Whitehaven Coal shares were battered on the market on Wednesday as tumbling coal price killed off the company’s final dividend and sent the coal miner to a 95 per cent profit plunge.
Whitehaven booked a $30m net profit for the year ending June 30, after a horror year in which production at its Maules Creek mine was hit by a lack of staff, then slowed again by bushfires, and the falling prices of metallurgical and thermal coal cut revenue by 31 per cent, to $1.72bn.
Its shares crashed 22.5c, or 18 per cent, to $1.02 after chief financial officer Kevin Ball told analysts the company’s operations had been “cash flow neutral” over the last four months, sparking concerns about the company’s $788m in net debt, despite the fact Whitehaven has recently refinanced its major lending facility and has no major paydowns due in the near term.
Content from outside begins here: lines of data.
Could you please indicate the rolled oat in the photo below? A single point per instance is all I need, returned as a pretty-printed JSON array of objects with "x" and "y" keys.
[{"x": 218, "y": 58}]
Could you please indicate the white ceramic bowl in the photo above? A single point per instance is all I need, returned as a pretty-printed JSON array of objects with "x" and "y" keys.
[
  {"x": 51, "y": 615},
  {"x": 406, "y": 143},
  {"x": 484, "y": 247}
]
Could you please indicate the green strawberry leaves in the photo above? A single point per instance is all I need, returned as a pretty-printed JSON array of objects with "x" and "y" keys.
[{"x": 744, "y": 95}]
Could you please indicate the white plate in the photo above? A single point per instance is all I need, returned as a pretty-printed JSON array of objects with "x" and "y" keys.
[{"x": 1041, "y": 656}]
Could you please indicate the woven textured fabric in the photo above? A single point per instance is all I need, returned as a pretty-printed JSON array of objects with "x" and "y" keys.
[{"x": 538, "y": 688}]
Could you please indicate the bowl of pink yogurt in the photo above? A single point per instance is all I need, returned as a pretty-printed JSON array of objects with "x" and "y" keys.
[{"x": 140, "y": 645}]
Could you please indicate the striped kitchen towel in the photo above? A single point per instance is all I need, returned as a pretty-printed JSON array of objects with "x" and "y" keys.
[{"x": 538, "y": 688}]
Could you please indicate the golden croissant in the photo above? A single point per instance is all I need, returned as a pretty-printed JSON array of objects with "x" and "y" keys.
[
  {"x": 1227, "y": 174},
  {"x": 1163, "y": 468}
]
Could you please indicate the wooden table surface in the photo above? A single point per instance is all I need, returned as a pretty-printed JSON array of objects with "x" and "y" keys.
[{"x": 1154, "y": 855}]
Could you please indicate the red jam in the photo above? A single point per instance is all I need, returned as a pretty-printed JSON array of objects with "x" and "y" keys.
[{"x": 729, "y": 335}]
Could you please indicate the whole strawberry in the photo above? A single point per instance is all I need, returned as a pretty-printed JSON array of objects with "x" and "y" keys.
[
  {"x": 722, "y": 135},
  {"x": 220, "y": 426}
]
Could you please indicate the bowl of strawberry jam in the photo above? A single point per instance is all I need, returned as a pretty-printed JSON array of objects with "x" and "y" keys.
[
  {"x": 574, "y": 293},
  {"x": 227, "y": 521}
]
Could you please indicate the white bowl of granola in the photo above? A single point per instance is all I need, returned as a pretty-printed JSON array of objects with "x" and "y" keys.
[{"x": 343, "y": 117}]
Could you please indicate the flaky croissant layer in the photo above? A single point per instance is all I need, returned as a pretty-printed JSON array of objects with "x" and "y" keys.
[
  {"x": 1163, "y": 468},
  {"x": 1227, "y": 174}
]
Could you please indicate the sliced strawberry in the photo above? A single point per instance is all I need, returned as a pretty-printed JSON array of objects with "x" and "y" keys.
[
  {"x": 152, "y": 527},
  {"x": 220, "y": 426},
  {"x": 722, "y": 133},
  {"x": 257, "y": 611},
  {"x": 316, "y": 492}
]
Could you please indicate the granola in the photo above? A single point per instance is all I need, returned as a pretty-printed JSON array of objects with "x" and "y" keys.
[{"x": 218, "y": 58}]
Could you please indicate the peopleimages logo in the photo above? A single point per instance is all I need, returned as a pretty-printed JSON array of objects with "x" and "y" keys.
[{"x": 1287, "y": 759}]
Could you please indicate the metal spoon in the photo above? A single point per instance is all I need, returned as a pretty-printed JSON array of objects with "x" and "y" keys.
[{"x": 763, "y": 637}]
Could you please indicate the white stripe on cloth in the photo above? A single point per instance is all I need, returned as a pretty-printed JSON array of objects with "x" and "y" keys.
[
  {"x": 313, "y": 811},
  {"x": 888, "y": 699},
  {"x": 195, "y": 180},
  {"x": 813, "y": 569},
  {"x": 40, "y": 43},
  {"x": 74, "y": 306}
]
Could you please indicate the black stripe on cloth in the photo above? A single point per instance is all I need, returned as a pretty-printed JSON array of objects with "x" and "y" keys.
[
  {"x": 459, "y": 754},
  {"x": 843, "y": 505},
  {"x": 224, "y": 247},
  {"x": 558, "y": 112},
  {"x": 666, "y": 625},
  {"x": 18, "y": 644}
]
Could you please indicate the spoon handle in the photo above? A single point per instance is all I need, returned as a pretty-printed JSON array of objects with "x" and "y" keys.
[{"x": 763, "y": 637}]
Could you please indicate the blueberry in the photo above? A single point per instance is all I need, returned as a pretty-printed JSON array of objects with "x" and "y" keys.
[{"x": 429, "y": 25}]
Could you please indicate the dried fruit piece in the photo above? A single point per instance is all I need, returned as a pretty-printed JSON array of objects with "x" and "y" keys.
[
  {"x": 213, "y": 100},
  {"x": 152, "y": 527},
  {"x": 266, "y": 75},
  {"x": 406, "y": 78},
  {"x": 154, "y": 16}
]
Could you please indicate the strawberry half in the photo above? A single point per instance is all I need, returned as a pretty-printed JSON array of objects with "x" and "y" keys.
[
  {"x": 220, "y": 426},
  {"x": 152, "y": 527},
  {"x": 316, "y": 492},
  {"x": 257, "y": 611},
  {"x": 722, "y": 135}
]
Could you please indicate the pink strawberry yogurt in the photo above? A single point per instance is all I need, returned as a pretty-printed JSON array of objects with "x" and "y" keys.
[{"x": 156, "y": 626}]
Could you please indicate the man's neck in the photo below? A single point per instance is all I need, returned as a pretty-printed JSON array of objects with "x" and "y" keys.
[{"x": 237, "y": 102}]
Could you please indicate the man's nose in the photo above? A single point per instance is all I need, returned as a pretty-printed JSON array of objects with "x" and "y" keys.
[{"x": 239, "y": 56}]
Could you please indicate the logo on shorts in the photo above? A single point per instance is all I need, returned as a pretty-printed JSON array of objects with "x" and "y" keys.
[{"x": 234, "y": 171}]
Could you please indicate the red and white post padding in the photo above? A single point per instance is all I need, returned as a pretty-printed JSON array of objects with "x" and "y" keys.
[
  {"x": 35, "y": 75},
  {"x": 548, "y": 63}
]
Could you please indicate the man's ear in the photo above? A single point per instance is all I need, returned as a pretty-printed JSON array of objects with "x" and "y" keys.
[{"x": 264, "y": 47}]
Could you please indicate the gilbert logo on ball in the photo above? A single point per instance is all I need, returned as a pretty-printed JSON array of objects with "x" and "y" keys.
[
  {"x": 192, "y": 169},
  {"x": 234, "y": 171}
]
Metallurgical coal prices have almost halved over the past since the beginning of 2019, and Whitehaven had previously said pandemic lockdowns — which paused production at steel mills in Japan, Korea, Taiwan and India — had led to the deferment of some shipments of Whitehaven’s semi-soft coking coal products in the June quarter.
But managing director Paul Flynn told reporters Whitehaven was starting to see signs of recovery in the metallurgical coal sector, with some of those customers returning in recent weeks.
“Those customers who had asked us to defer shipments into this quarter have actually started taking them, so that is actually very positive on the metallurgical side of the business,’’ he said on Wednesday.
“There’s a little bit of upside on the metallurgical coal side. I think metallurgical coal probably has bottomed from the perspective of supply and demand balance, there have been quite a few adjustments on the supply side.
“The metallurgical side of the business is always subject to stimulus at a governmental level, you will see countries start to favour more stimulus to re-enliven their economies as they start to emerge out of COVID-19. So I do think the prospects for metallurgical coal are slightly better than they were three months ago.”
But he said the outlook for the coking coal market may also depend on how quickly India could work its way through the coronavirus crisis. The country passed 3.2 million COVID-19 cases this week, and about half of Whitehaven’s coking coal is sold to two major customers in India.
“It’s important for us to see that market come back to the fore. We know there’s a big population there and their capacity to manage the pandemic was going to be challenged given the size given the enormity of the task,” he said.
“But we watch and wait.”
Whitehaven’s revenue fell 31 per cent for the year, to $1.72bn, on total coal sales up 1 per cent to 16.8 million tonnes for the year, with underlying earnings before interest, tax, depreciation and amortisation down 71 per cent to $306m.
After-tax profits fell 95 per cent to $30m and operating cash flows were down 84 per cent to $146.5m.
Whitehaven finished June with net debt of $787.5m, from $161.5m net debt at the end of the previous financial year.
Mr Flynn said falling prices had also hit Whitehaven’s thermal coal revenue, but said the company had not had any shipments deferred or cancelled.